嵐が収まった時には、瞬は安堵したに違いない。
猛り狂った波に呑み込まれそうになり、引き裂かれそうになり、それでも、深い海の底に沈められずには済んだのだと。

かわいそうな可愛い俺の瞬は、それがまだ嵐の序章に過ぎないことも知らないで、自分の思いが遂げられたと思い込み、満足していたのだ。

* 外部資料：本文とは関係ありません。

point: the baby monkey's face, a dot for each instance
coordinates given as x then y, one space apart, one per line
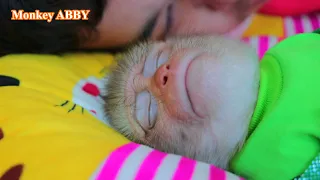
192 96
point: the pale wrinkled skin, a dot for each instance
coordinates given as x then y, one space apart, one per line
203 106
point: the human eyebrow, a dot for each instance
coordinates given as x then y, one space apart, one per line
149 27
169 20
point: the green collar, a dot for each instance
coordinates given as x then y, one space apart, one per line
269 90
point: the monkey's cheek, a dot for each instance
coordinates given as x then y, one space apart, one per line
146 110
200 86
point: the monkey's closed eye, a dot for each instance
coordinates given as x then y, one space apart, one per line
146 110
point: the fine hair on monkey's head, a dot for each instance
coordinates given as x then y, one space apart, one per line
191 96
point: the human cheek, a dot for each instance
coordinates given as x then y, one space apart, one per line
201 20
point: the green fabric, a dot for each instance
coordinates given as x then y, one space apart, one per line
313 171
285 128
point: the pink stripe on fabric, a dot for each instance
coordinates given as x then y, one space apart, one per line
217 174
314 21
297 21
263 45
150 165
113 164
185 169
245 40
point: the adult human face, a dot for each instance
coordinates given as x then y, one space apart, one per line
126 21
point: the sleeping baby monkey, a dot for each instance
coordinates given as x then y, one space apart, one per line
202 97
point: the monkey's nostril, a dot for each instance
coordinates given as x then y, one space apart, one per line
165 79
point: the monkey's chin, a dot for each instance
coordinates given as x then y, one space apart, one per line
200 85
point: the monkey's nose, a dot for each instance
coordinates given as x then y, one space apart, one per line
162 75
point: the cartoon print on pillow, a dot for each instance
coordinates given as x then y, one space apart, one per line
87 96
8 81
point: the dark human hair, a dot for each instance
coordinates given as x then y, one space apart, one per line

俺は、瞬を抱きたくて抱きたくて、殺してしまいたいほど抱きたかった。
人間になりたいという瞬の欲よりもなお、一人の人間を自分のものにしたいという俺の欲の方が強いのだということを、
人間の欲望は花のそれよりも深いのだということを、
人間になりかけたばかりの瞬はまだ気付いていなかったのだろう。


俺が再び挑みかかった時、瞬は一瞬不思議そうな目をした。
俺が何をしようとしているのか、自分が何をされようとしているのか、瞬はわかっていなかったに違いない。

瞬の身体の内側をすぐに俺のものにした。
瞬が声すらあげずに身体をのけぞらせる。


「氷河…っ!」
俺の肩にしがみつきながら、瞬は、やっとのことで掠れた声を紡ぎだした。

俺はそれに、何と答えたのか――。
ただ獣のように唸っただけだったのかもしれない。

心の内で、この花は俺のものだ、この人間は俺だけのものだ、と繰り返し叫んでいたような気がする。


これまで耐えていた、瞬を俺のものにしたいという欲を、一時的にでも満たされたと感じられるようになるまで、俺がどれほどの時間を要したのかはわからない。

そこは、時間のない世界だったから――。